Three cheers fur 'AR-COURT! 'E'll come back yet! (_Lord_
ROSEBERY'S _likeness follows_.) Good ole _Ladas!_ Cheer up!
Put a _smile_ on 'im!

 [Mr. GLADSTONE'S _face, leonine and benignant, is next shown_.

_A Chivalrous Conservative_ (_magnanimously_). 'E's a grand old chap,
any'ow; _I_ ain't goin' to chevy 'im.

 [_Which, to the credit of the assembly, seems to be the general
 sentiment, as conveyed by unanimous applause._

_A Sanguine Radical._ We shall 'ave the results in soon now; it's past
ten. We shall do better to-day than what we did Saturday, you _see_....
Ah, here's the first--"Hereford. Unionist Majority, 313. No change."
You can't _expeck_ none in a rotten place like that! You _wait_ a
bit.... "Croydon. Increased Unionist majority of 835. No change."
Well, 'UTCHINSON done very well; it's a strong Tory seat, is
Croydon. They're on'y 'olding their own so far--that's all.
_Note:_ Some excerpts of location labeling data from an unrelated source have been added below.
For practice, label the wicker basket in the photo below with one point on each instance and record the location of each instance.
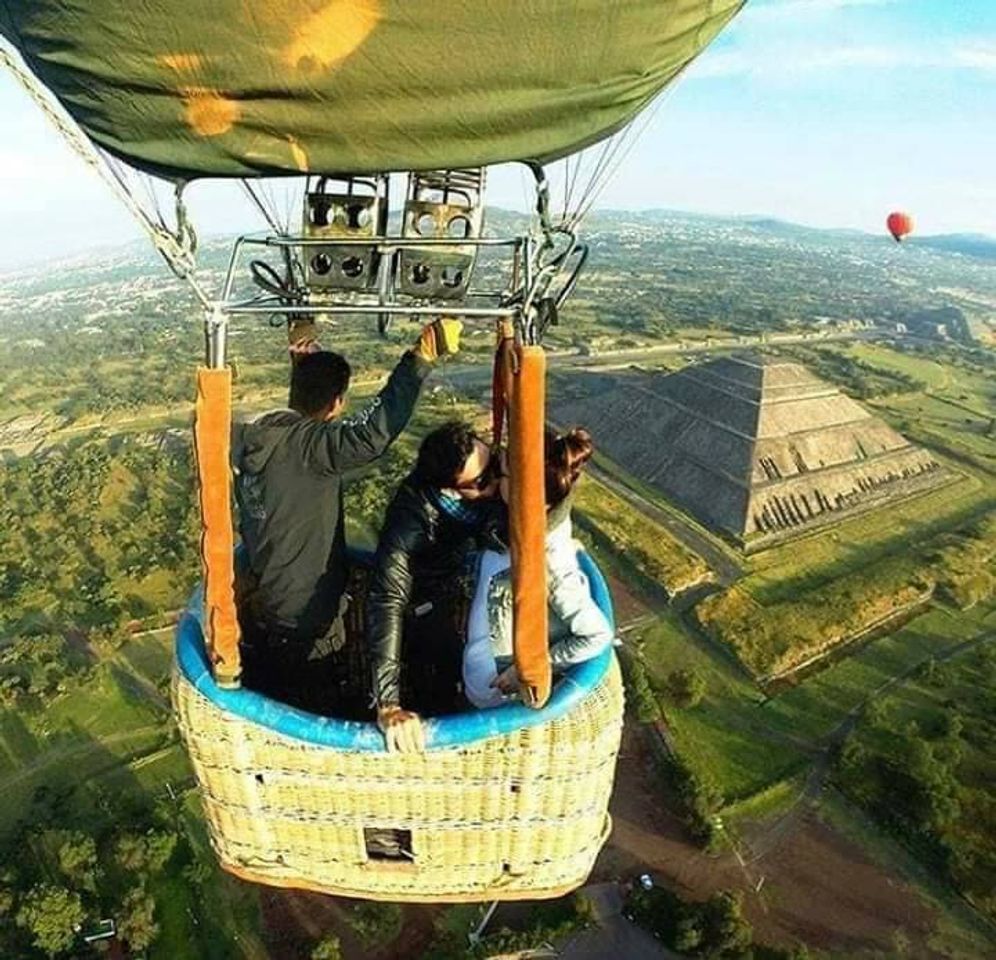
(505, 803)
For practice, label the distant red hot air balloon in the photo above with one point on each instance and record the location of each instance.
(899, 225)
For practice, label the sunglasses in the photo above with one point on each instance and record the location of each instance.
(493, 471)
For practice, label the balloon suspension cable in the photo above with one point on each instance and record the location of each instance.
(177, 247)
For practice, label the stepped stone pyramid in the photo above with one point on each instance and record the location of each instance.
(753, 446)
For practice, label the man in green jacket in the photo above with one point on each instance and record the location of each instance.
(289, 467)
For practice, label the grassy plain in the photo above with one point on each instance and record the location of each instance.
(646, 545)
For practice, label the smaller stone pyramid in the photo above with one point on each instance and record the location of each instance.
(753, 446)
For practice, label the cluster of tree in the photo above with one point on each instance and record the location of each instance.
(964, 564)
(857, 377)
(911, 776)
(549, 922)
(714, 928)
(639, 691)
(65, 881)
(81, 530)
(38, 666)
(699, 797)
(684, 688)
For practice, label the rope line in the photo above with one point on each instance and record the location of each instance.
(176, 248)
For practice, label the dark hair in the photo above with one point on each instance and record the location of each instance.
(317, 380)
(443, 453)
(565, 456)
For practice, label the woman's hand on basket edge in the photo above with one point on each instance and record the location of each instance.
(402, 730)
(507, 682)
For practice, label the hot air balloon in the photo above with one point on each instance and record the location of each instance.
(510, 802)
(899, 225)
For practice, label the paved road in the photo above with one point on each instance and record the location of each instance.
(615, 936)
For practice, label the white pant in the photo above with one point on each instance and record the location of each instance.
(479, 666)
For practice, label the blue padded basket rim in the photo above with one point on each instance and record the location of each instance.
(440, 732)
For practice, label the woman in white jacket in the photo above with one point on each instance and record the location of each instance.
(578, 628)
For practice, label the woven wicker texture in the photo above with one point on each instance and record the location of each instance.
(516, 816)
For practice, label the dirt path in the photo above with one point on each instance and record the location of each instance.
(815, 886)
(760, 845)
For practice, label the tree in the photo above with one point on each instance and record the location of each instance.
(52, 915)
(136, 919)
(328, 948)
(77, 856)
(725, 932)
(129, 852)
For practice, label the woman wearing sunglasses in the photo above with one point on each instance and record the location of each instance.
(578, 628)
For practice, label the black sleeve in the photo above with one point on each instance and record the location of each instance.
(341, 445)
(390, 590)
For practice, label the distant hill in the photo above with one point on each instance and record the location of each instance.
(968, 244)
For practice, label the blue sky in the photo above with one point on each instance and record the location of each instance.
(826, 112)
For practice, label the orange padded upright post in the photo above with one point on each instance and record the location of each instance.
(527, 519)
(212, 439)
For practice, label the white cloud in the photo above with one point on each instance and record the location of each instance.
(785, 9)
(979, 55)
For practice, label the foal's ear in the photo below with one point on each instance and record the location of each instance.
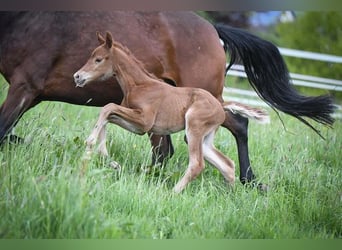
(109, 39)
(100, 38)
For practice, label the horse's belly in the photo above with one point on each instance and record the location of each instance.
(167, 127)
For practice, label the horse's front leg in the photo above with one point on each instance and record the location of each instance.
(99, 131)
(162, 148)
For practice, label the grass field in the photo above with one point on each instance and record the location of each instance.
(45, 195)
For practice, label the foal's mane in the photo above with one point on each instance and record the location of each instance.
(132, 56)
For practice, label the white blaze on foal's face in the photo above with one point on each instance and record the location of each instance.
(97, 68)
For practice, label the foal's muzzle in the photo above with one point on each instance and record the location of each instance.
(80, 81)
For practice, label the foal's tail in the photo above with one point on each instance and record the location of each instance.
(268, 75)
(259, 115)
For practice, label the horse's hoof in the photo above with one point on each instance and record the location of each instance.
(14, 139)
(114, 165)
(263, 188)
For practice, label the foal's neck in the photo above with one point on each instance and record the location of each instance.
(129, 71)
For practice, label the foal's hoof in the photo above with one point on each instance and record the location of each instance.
(13, 139)
(263, 188)
(114, 165)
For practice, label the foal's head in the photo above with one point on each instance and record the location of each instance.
(99, 65)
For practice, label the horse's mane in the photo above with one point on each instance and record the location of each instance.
(136, 60)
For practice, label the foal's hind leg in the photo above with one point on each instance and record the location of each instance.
(196, 162)
(222, 163)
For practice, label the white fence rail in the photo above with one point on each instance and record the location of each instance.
(251, 98)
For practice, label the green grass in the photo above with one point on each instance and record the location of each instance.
(45, 195)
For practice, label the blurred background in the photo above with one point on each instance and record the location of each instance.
(310, 42)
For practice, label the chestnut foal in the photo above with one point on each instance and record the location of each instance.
(151, 105)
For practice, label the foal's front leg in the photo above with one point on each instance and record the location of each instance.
(133, 120)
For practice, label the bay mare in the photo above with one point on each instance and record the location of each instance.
(150, 105)
(40, 51)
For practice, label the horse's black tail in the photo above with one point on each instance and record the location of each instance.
(269, 76)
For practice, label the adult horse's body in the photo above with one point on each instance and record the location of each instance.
(40, 51)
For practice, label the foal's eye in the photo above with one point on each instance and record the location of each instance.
(98, 60)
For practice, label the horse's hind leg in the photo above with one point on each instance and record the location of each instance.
(238, 125)
(162, 148)
(222, 163)
(196, 161)
(19, 99)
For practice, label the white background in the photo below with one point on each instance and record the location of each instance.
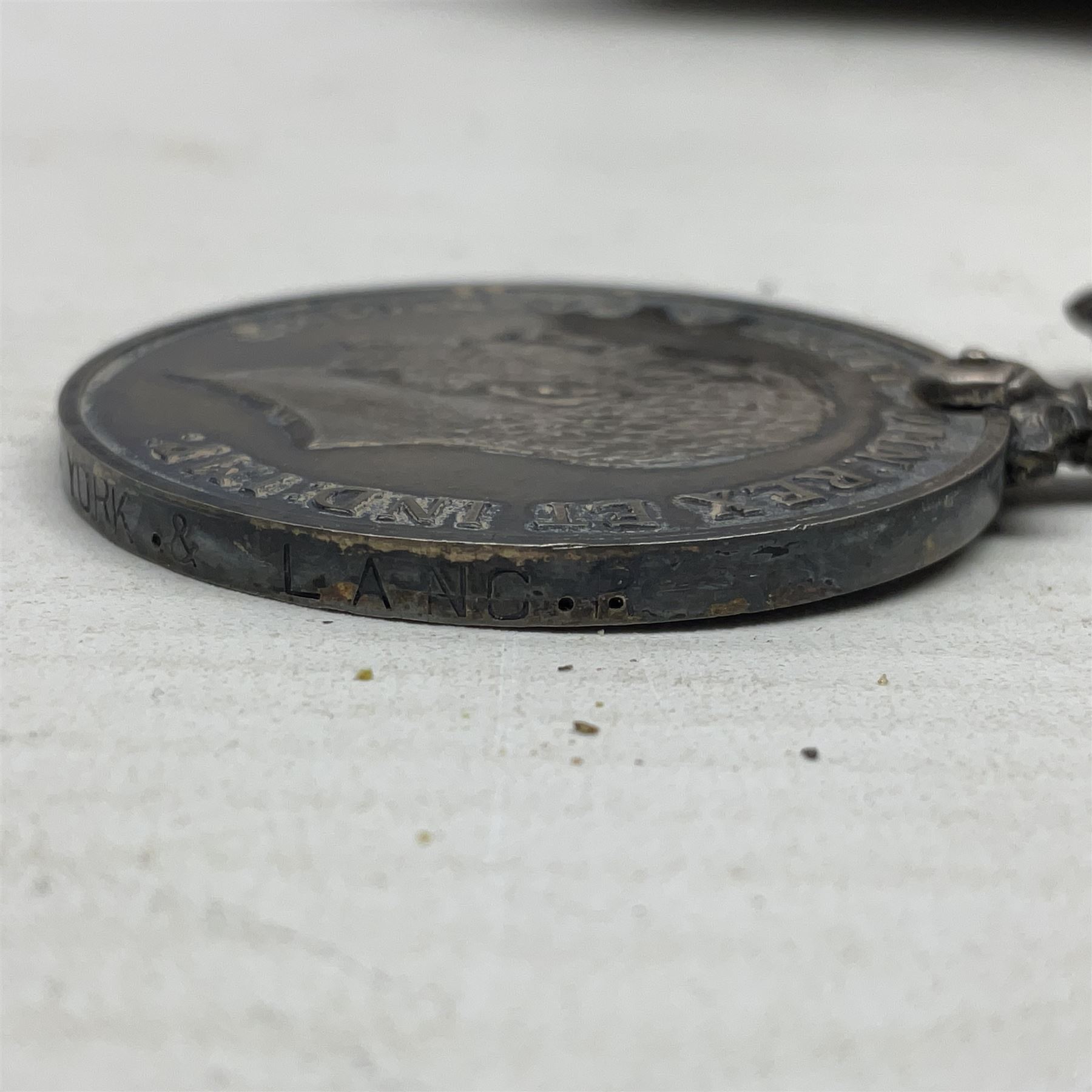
(213, 874)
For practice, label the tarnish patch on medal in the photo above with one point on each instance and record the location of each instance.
(527, 456)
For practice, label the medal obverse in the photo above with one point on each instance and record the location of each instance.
(530, 454)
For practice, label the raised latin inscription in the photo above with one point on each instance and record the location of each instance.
(196, 456)
(624, 514)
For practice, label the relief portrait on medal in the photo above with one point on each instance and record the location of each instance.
(568, 397)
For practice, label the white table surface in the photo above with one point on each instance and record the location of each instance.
(213, 873)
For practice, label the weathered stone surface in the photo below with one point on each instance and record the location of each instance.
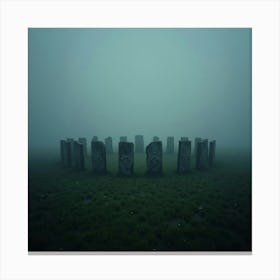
(154, 158)
(202, 155)
(184, 157)
(109, 145)
(126, 158)
(196, 140)
(123, 139)
(139, 144)
(170, 145)
(83, 140)
(212, 152)
(70, 152)
(79, 158)
(98, 156)
(68, 158)
(63, 153)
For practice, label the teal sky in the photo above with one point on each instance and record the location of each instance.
(164, 82)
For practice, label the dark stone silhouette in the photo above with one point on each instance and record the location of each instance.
(109, 145)
(212, 152)
(139, 144)
(170, 145)
(196, 140)
(184, 157)
(79, 158)
(83, 140)
(154, 158)
(126, 158)
(123, 139)
(63, 153)
(98, 156)
(68, 158)
(202, 155)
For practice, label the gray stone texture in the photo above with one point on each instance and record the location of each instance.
(79, 157)
(196, 140)
(98, 157)
(68, 158)
(184, 157)
(139, 144)
(126, 158)
(202, 155)
(212, 152)
(83, 140)
(170, 145)
(63, 153)
(123, 139)
(109, 145)
(154, 158)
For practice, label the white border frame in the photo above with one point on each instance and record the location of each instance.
(17, 16)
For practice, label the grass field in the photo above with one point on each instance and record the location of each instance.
(79, 211)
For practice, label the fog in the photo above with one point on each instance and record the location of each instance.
(153, 82)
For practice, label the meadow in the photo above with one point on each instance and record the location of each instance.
(79, 211)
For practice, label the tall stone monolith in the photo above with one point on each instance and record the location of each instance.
(202, 155)
(170, 145)
(184, 157)
(83, 141)
(79, 156)
(212, 152)
(98, 157)
(154, 158)
(139, 144)
(109, 145)
(126, 158)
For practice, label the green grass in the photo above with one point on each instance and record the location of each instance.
(80, 211)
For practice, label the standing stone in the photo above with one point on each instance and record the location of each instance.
(126, 158)
(184, 157)
(212, 152)
(83, 140)
(202, 155)
(154, 158)
(196, 140)
(79, 158)
(139, 144)
(109, 145)
(63, 153)
(68, 161)
(123, 139)
(170, 145)
(70, 152)
(98, 156)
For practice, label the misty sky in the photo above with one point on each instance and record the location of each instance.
(163, 82)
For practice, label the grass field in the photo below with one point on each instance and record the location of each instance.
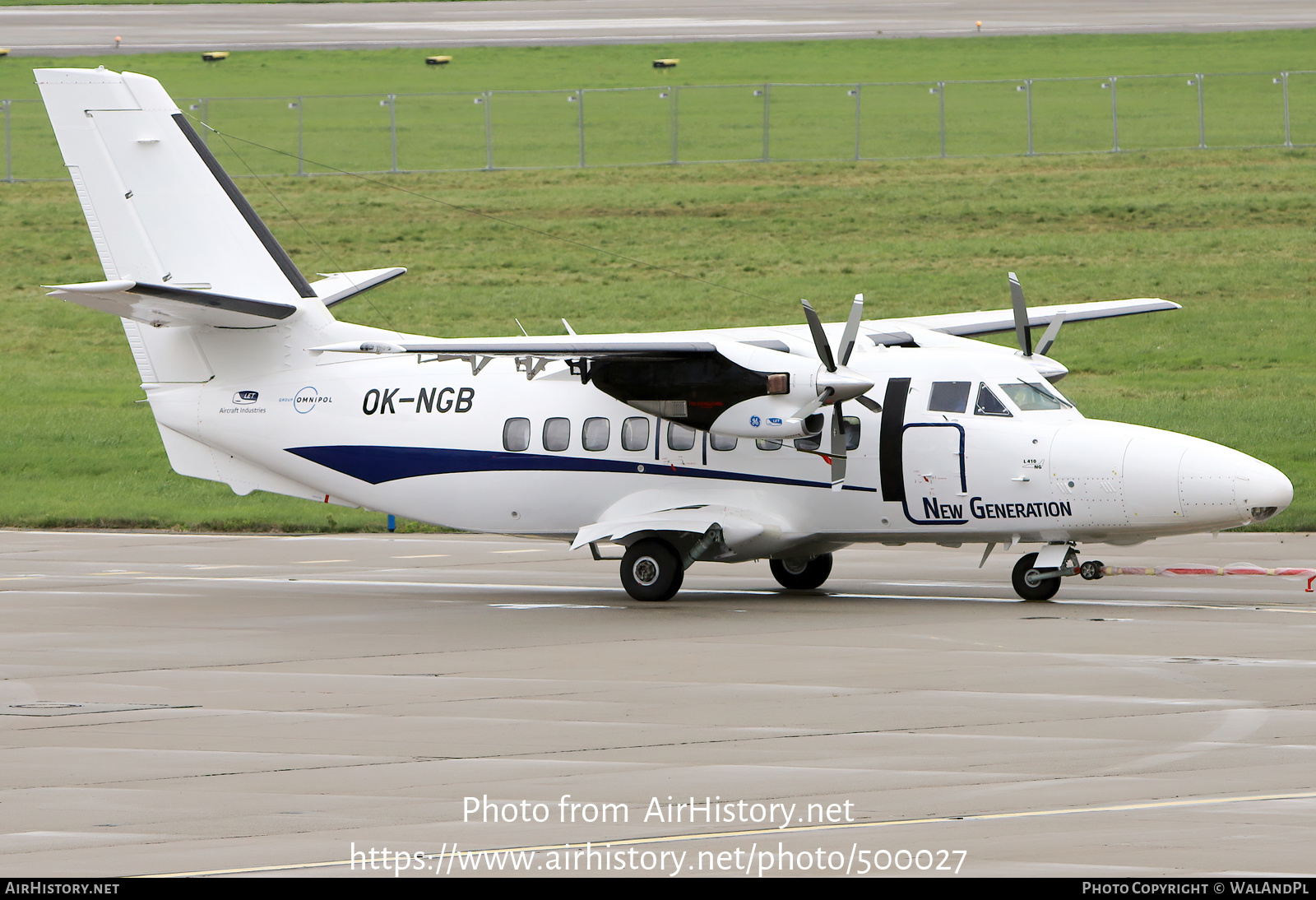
(721, 105)
(1226, 233)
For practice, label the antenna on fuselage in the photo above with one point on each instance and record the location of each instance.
(1022, 333)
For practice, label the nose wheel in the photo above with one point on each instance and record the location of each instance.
(1041, 583)
(1032, 583)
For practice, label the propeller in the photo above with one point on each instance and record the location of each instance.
(839, 383)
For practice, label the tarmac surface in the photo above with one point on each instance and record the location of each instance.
(204, 703)
(78, 30)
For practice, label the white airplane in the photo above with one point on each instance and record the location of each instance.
(721, 445)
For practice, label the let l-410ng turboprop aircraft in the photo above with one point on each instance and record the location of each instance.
(721, 445)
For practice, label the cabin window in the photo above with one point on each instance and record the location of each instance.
(517, 434)
(595, 434)
(635, 434)
(1032, 397)
(557, 434)
(949, 397)
(989, 404)
(679, 437)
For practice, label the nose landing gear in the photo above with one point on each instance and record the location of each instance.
(1035, 582)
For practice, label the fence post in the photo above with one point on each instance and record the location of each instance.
(675, 121)
(1202, 114)
(489, 131)
(941, 100)
(1028, 99)
(392, 128)
(859, 88)
(1289, 136)
(581, 123)
(1115, 118)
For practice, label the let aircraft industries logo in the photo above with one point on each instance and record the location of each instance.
(243, 403)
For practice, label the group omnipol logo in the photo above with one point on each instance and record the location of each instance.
(308, 399)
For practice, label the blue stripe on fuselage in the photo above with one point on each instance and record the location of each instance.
(378, 465)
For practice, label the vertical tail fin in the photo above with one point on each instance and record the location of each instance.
(160, 206)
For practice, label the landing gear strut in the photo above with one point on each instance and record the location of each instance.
(802, 574)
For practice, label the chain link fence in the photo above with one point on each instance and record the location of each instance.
(727, 123)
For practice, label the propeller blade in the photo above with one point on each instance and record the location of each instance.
(870, 404)
(1017, 295)
(1050, 333)
(852, 329)
(819, 337)
(813, 406)
(837, 448)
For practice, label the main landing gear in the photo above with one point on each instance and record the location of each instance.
(1041, 582)
(651, 570)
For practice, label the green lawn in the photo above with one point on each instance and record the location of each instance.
(730, 101)
(1226, 233)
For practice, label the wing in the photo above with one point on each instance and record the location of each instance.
(544, 348)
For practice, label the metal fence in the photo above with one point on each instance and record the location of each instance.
(728, 123)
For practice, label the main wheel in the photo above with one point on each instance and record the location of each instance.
(1026, 579)
(802, 573)
(651, 570)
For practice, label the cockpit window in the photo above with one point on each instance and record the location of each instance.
(949, 397)
(989, 404)
(1032, 397)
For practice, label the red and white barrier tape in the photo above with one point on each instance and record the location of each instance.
(1193, 570)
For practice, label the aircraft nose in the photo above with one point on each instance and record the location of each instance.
(1263, 491)
(1212, 476)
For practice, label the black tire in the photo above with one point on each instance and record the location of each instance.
(1044, 590)
(802, 574)
(651, 570)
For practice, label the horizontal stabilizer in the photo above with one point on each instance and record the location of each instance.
(337, 287)
(162, 304)
(995, 322)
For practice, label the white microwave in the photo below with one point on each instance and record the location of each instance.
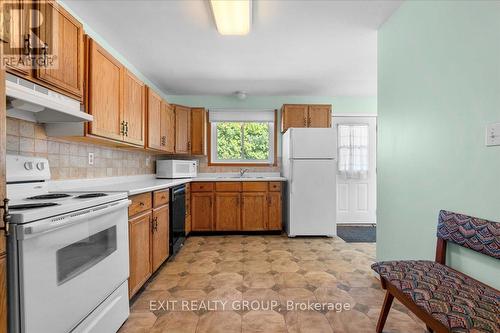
(176, 168)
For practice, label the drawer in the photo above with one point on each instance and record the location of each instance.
(202, 187)
(140, 203)
(228, 186)
(275, 186)
(160, 198)
(254, 186)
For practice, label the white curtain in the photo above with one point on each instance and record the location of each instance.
(353, 151)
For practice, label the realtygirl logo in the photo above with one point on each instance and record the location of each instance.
(28, 34)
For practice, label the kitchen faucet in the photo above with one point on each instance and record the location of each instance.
(243, 171)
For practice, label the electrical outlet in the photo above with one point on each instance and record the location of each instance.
(493, 134)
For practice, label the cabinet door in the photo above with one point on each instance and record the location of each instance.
(227, 211)
(18, 27)
(254, 211)
(274, 210)
(319, 116)
(154, 110)
(3, 260)
(293, 116)
(201, 211)
(104, 93)
(198, 128)
(182, 129)
(168, 127)
(160, 228)
(133, 108)
(63, 35)
(139, 247)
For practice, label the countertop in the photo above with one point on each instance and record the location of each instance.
(139, 184)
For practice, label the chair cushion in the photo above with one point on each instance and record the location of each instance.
(459, 302)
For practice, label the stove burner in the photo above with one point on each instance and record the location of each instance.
(49, 196)
(31, 206)
(91, 195)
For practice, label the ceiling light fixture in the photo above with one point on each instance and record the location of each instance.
(232, 17)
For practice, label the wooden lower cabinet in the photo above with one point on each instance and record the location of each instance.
(139, 251)
(227, 211)
(274, 211)
(201, 211)
(3, 293)
(188, 209)
(254, 211)
(237, 206)
(160, 236)
(149, 232)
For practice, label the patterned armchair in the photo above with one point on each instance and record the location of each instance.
(445, 299)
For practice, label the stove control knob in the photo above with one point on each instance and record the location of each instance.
(28, 165)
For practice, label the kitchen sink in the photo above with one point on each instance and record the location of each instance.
(239, 177)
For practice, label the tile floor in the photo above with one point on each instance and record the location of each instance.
(264, 280)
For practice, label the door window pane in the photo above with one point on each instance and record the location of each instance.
(353, 150)
(76, 258)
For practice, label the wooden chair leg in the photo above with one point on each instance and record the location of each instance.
(384, 312)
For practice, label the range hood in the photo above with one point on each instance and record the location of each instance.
(32, 102)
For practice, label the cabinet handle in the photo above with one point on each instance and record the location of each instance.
(27, 45)
(45, 51)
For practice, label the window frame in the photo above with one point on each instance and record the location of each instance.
(212, 148)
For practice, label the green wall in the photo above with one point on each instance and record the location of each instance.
(439, 85)
(340, 104)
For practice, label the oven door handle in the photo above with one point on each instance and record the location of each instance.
(72, 218)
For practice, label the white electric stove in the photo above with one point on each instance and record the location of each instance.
(67, 254)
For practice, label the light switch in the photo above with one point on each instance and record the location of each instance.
(493, 134)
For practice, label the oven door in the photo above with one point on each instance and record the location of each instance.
(69, 264)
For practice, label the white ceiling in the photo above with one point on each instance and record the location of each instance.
(324, 48)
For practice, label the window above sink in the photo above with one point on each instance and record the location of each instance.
(242, 137)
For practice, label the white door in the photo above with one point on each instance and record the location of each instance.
(312, 191)
(356, 186)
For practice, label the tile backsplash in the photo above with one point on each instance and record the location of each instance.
(69, 160)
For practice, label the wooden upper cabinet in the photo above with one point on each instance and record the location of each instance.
(182, 129)
(133, 109)
(154, 123)
(104, 92)
(198, 131)
(201, 211)
(168, 127)
(305, 115)
(139, 246)
(18, 31)
(319, 116)
(227, 211)
(160, 236)
(293, 116)
(64, 37)
(254, 211)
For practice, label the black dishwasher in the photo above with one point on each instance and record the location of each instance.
(177, 218)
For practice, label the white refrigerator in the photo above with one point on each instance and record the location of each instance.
(309, 164)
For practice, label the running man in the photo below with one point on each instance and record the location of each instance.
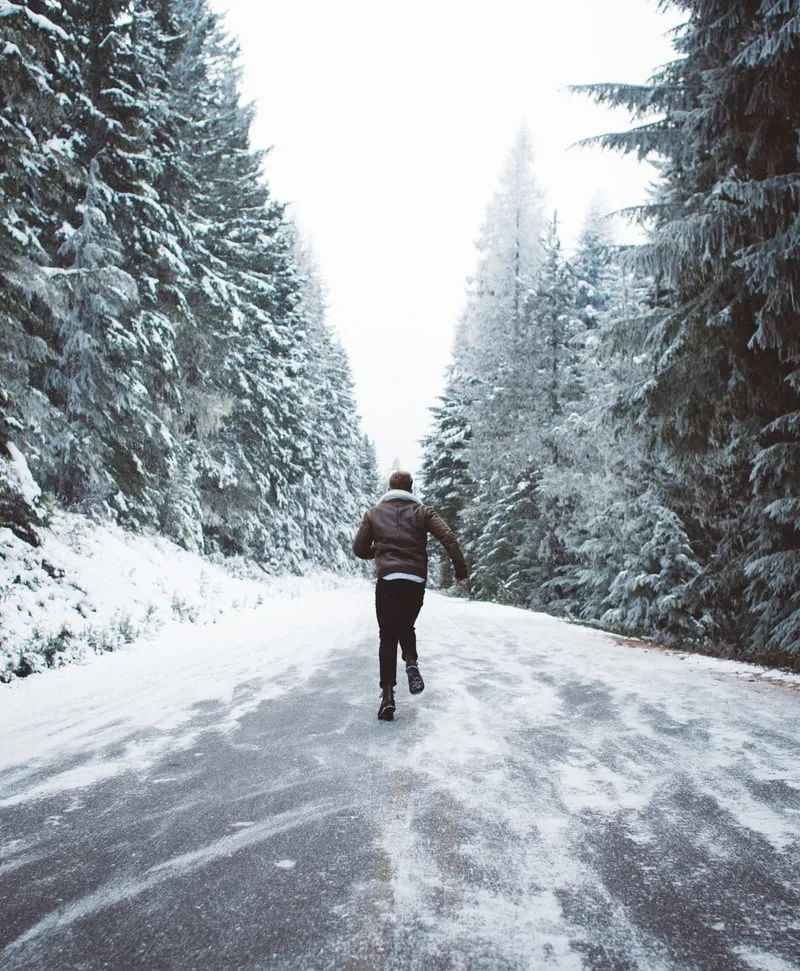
(395, 534)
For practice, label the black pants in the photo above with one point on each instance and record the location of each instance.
(397, 604)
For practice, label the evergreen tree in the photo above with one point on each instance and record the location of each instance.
(723, 396)
(447, 483)
(36, 160)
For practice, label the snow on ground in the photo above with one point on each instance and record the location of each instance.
(94, 587)
(554, 792)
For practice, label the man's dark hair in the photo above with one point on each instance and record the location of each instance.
(401, 480)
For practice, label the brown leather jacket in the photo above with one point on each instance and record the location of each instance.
(395, 534)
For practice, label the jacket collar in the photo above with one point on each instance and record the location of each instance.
(399, 494)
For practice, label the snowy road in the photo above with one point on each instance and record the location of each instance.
(553, 799)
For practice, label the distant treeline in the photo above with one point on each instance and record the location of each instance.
(619, 440)
(164, 355)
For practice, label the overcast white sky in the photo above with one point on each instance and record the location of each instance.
(389, 124)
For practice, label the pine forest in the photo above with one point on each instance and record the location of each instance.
(618, 441)
(165, 359)
(619, 438)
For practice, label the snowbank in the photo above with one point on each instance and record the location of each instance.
(91, 588)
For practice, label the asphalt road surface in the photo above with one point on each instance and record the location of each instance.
(554, 799)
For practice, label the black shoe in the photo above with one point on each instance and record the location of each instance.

_Radical Group_ (_as a series of cartoons is next displayed_).
Hor-hor! There's JOEY, d'ye see? Boo-oo. "'E tiles not
now!"... 'Oo's _that?_ The ole Dook o' CAMBRIDGE? No, it's
Lord SOLSBURY, that is. So it is. That's a good 'it, eh? Look
at the size of 'is _boots!_ What's written on them? "_Comfort_," or
somethink! "_Chuck-out_," is it? Oh, I couldn't make the writing out.
Hor-hor; got 'im there, they 'ave. Garn. King BOMBA!... Look
at ole GOSHIN. 'E _'ave_ give 'im a _'at_, ain't 'e? I arsk
_you_, is _that_ a fice, as orter be in Parliment?... 'Ave they 'ad
BALFOUR up yet? Yuss, they did _'im_ with 'is trousers shrunk
up to 'is knees. Kepital it was. Harhar! that's the way to show _that_
lot up, and no mistake! (_&c., &c._)

_The Crowd_ (_as several results are announced in succession_).
Comin' in quick now, ain't they? Look there! "Boston. Unionist gain!"
'Oo-ra-ay! bo-oo-oo! "North Lambeth. Unionist gain." .... "Rochdale.
Unionist gain!".... "Bristol (South), increased Conservative majority.
No change."

_The Sanguine Radical._ Tell ye what 'tis, they're putting in all the
Conservative wins _first_. And them bigoted beggars at Bristol, they
dunno what they're votin' _for_, they don't. We shall pull up afore
long. There, what did I _tell_ you? Look a' _that_. "Durham. Liberal
majority, 1--Objection raised." Hooray! we're beginning ter buck up
_now_, ye see! (_Radical groups cheer in a spirit of thankfulness
for small mercies._) "Pontefract. Liberal majority, 57. No change."
(_Frantic Radical enthusiasm and cries of_ "Good ole Pontefrack!")
"Huddersfield. Radical gain." (_Roars of delight from Radicals._) 'Ave
a few more like _that_, and we shall do.... "Oldham. Conservative gain
o' two seats." (_Tremendous cheering from Conservatives._) Well, after
_that_, I'm prepared for anythink, I am!

_Elderly Radical Solon._ It's jes _this_ way, them Conservatives, they
ain't got no _prinserples_, o' course, but they do stick together, and
that's 'ow they git the advantage over _us_. But it jes serves the
Govment right fur not parsin' the Second Ballot. They _could_ ha' done
it, and they _orter_ ha' done it!

_His Companion_ (_disguising a slight vagueness as to the precise
nature of this measure_). I dessay, I dessay; but it's these 'ere
Labour Kendidates as are playin' the dooce with us. Lost us several
seats a'ready, they 'ave.

_The R. S._ My argument on that is this--the ole question o' the Labour
was concocted four year ago at Devonshire 'Ouse.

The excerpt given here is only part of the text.